NEUROMYELITIS OPTICA SPECTRUM DISORDER
Once thought to be a type of Multiple Sclerosis (MS), Neuromyelitis Optica Spectrum Disorder (NMOSD) is a distinct and rare autoimmune disease of the Central Nervous System (CNS) in which the immune system attacks the optic nerve and spinal cord.
NMOSD is a rare disease identified by the presence of antibodies to aquaporin-4 (AQP4), which distinguishes it from MS.
ARE THERE THERAPIES FOR NMOSD?
As of 2019, Soliris (Alexion) has been approved as a therapy to reduce relapses in NMOSD patients. This is an important advance because each relapse causes progressive and irreversible damage to the brain, optic nerve, and spinal cord.
Currently, no drugs exist that are able to reverses the damage.
ENDECE is developing NDC-1308 to stop progression, reverse damage, and improve function in patients with Neuromyelitis Optica Spectrum Disorder (NMOSD).
THE SYMPTOMS OF NMOSD CAN VARY FROM PERSON TO PERSON IN RELATION TO DISABILITY, DURATION AND SEVERITY.

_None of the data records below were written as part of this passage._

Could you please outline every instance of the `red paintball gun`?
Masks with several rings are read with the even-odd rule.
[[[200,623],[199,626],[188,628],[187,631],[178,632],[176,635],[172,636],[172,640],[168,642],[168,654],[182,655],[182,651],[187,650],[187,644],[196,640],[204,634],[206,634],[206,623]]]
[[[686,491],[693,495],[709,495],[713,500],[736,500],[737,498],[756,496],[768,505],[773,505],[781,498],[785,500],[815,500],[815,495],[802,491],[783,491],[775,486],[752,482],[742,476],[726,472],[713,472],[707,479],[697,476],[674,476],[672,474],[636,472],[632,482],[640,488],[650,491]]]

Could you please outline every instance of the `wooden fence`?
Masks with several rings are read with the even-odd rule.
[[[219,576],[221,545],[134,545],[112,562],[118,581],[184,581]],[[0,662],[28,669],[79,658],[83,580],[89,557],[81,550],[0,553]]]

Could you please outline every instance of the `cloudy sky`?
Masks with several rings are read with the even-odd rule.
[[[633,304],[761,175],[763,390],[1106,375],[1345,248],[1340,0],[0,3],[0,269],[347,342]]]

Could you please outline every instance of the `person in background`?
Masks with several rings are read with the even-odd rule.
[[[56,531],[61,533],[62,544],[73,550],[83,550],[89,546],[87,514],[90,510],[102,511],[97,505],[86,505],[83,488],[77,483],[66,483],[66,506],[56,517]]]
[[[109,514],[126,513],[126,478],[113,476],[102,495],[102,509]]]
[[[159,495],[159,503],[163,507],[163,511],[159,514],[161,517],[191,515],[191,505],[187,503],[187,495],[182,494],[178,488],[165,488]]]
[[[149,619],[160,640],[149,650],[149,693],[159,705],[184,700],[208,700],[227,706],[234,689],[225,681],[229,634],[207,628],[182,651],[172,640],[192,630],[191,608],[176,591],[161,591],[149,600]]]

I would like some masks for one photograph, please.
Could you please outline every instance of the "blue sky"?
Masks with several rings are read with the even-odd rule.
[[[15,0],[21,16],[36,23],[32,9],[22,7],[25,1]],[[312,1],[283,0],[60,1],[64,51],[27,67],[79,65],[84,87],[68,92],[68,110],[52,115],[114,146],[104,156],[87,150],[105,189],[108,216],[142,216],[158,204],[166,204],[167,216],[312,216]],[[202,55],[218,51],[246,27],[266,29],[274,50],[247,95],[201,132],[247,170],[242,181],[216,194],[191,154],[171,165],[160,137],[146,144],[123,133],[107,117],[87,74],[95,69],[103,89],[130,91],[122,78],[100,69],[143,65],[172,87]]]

Generally, NMOSD symptoms begin rapidly
After the initial attack, NMOSD follows an unpredictable course, and time to remission and relapse can vary
Recurring relapses can lead to an accumulation of disability over time
NMOSD IS MOST COMMONLY CHARACTERIZED BY
Rapid onset of eye pain or loss of vision (optic neuritis)
Limb weakness, numbness, or partial paralysis
Shooting pain or tingling in the neck, back, or abdomen
Loss of bowel and bladder control
Prolonged nausea, vomiting, or hiccups
NDC-1308 has a dual mechanism of action that may reduce inflammation and induce remyelination in neurodegenerative diseases such as Neuromyelitis Optica Spectrum Disorder, which could effectively reverse the damage.